With steps 1 and 2 from above, you can easily deal with this. You’ve already got your channels to pro-actively let your other customers know that there is a problem (step 1!) and you’ve already created relationships with other teams in your company who can relate to how important this issue is (step 2!). Now, you need to respond to the customers who have already mentioned it:
”Hello Kerri,
Firstly, I’m sorry that you’re experiencing this and thank you for sending this email over, my name’s _ and it’s a pleasure to help today.
The reason why you cannot create this report is because we’re currently experiencing a product wide problem with this, which is affecting all users. Please know that our Development team are aware of the issue and are already working to get this resolved as soon as possible.
I’ll be keeping you in the loop as we progress with a fix, Kerri, but in the meantime, please let me know the date range for the data you need and as soon as the issue has been fixed, I’ll send the report straight to you or to a preferred email address.
Don’t hesitate to ask any further questions if you have them and sorry again for the inconvenience.
Thank you,”
What you’ve gained with this response is the following:
- Trust that you understand that it’s more than just the problem with your product
- Credibility from the assurance that you are on it and will continue communication
- Respect that you’re willing to go the extra mile and actually finish off what she would have been able to do, had your product worked.

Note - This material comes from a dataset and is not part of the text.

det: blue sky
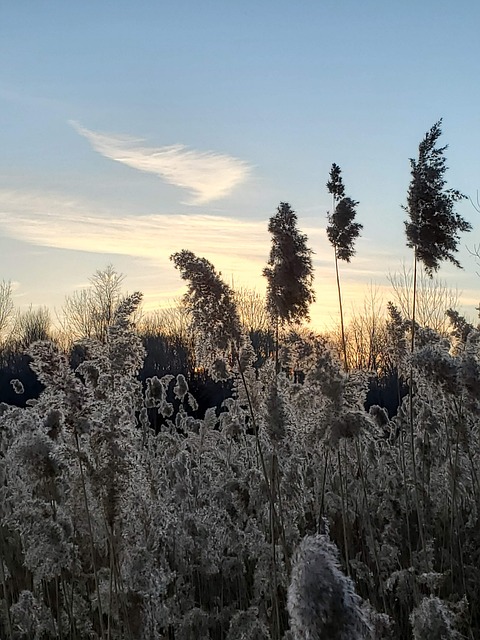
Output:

Understanding why your customers are feeling a certain way will amplify the possibilities of how you can really help them.
“Let’s not sugarcoat this, Customer Support can be a shitty job.”
The great thing about support is that the issues change daily. With that in mind, it is important to not just read this, go away, and never read it again. Your Support strategy needs to change as regularly as your product. Teams shouldn’t be doing one day of support a year but regular rotations so they are constantly reminded of who the customer is and why they care.
Let’s not sugarcoat this, Customer Support can be a shitty job. Nobody likes being told on a regular basis that the ‘product is crap’ or ‘it doesn’t work’. But, it is those insights that are so valuable in building a successful business, and it is those insights that lead to that one time you have a customer say “this is the most amazing thing I’ve ever used” and THAT is what keeps you going.